The White House announcement on Jan. 20 of a freeze on foreign assistance was greeted with either glee or apathy by much of the electorate, if social media is any indicator. The former is not surprising, but who could be apathetic to retaining untold billions previously diverted to support globalist agendas and unappreciative foreign masses, if the critics of foreign assistance were to be believed? Perhaps years of being taken advantage of by Washington elites had inured Americans to what a few decried as waste, fraud, and abuse.
Having served on both sides of the foreign assistance equation for close to three decades as funder and implementer, including as an appointee in the first Trump administration, I have had a front-row seat in a system opaque to most Americans. It is perfectly understandable, at least to me, that Americans for whom the Cold War is as distant a memory as a once robust U.S. manufacturing sector, would be skeptical of perceived foreign handouts, when entire communities in our country have been bypassed by a global economy that has enriched the few at the expense of the many.

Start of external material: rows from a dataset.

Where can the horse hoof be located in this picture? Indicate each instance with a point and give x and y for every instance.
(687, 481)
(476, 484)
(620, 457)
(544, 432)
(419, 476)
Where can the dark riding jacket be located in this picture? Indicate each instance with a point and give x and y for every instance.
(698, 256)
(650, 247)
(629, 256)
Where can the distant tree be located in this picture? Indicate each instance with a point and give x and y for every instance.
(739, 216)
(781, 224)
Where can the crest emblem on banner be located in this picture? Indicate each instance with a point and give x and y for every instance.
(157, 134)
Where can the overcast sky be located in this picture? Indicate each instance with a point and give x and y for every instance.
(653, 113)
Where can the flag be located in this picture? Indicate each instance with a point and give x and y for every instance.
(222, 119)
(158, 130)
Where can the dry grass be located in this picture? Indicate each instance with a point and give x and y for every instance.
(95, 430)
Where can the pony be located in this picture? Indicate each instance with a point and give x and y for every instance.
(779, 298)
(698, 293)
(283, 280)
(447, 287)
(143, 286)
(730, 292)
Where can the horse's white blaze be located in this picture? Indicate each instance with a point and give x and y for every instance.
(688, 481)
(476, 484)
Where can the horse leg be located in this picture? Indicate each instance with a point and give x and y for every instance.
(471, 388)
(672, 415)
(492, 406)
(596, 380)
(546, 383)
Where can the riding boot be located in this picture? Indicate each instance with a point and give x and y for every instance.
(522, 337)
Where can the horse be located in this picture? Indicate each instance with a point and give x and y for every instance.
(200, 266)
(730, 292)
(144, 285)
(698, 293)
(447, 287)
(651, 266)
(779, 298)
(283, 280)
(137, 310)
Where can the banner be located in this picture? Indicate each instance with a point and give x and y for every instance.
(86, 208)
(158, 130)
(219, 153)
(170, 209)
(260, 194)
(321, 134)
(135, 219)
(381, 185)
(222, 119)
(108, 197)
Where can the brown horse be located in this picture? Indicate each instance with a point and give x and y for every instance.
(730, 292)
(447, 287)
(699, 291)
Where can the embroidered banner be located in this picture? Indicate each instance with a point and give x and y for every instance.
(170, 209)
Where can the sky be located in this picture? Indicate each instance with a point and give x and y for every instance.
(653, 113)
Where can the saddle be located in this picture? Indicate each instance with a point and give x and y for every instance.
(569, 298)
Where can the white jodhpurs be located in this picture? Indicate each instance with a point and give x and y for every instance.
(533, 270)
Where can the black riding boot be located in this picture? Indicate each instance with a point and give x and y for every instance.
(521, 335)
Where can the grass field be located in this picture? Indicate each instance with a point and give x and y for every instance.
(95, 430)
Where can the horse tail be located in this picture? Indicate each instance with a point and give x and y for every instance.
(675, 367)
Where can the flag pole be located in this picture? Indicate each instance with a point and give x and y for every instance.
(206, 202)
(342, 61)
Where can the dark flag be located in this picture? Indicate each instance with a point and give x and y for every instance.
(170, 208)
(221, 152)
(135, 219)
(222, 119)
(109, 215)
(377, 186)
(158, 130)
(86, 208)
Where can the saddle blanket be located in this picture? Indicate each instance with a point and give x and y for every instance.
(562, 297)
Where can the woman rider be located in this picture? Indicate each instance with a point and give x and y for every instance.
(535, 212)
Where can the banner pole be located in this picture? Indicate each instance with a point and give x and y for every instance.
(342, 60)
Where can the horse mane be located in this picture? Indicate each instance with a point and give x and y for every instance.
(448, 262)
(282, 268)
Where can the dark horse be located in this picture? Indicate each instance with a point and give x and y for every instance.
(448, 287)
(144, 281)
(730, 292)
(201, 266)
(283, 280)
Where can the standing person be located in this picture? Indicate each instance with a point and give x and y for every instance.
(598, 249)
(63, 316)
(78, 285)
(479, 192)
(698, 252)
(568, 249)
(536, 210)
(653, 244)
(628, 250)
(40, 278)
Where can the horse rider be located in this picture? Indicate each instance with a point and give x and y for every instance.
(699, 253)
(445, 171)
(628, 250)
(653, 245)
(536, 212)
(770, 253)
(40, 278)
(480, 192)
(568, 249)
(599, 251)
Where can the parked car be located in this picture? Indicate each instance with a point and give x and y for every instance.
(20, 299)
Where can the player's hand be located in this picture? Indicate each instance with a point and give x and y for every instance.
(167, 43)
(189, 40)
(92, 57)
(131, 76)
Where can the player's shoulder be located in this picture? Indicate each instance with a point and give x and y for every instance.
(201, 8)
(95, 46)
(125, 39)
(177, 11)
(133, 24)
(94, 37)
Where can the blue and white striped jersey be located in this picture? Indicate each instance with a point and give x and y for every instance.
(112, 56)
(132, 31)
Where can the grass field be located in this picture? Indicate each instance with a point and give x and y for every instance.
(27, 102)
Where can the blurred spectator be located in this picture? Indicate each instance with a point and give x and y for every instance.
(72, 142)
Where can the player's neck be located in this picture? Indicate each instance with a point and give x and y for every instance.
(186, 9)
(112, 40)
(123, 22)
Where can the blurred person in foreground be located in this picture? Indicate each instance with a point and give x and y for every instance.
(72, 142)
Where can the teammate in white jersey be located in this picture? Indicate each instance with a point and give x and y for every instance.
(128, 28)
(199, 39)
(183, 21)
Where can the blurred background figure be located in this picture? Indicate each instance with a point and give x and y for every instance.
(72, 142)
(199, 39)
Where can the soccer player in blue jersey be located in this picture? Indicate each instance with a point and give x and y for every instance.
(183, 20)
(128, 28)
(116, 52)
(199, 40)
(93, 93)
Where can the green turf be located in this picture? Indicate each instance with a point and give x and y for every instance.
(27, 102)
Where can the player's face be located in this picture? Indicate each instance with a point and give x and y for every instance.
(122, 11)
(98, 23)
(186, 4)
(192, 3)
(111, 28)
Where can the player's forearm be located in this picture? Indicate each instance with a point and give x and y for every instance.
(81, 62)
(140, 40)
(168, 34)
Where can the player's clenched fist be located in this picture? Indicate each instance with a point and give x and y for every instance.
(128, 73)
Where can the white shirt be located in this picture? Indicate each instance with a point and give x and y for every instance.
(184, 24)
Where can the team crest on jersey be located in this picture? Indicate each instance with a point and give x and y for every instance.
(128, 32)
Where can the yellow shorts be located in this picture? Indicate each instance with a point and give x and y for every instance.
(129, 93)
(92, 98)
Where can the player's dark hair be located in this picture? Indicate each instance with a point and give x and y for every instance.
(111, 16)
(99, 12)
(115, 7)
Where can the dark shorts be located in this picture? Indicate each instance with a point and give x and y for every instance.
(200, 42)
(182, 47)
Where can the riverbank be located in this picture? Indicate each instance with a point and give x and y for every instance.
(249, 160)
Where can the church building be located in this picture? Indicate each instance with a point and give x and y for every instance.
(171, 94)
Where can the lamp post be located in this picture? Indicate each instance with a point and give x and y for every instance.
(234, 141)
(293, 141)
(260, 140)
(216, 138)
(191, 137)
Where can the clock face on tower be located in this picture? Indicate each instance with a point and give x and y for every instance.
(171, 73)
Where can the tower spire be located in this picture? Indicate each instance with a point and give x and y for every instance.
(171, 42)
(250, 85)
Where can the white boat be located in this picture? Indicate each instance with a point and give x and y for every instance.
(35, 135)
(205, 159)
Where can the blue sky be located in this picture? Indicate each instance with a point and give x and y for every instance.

As the new administration acts to staunch the external flow of hard-earned tax dollars to nations that many Americans could not find on a map or have never even heard of, voters are looking forward to the redirection of these funds to reemploy and reempower communities long neglected by both political parties. They are looking forward to rising education standards, increasing industrial output, decreasing unemployment, improved health care, and the rebirth of the American Dream, with homeownership once again within reach of the many. I count myself among them.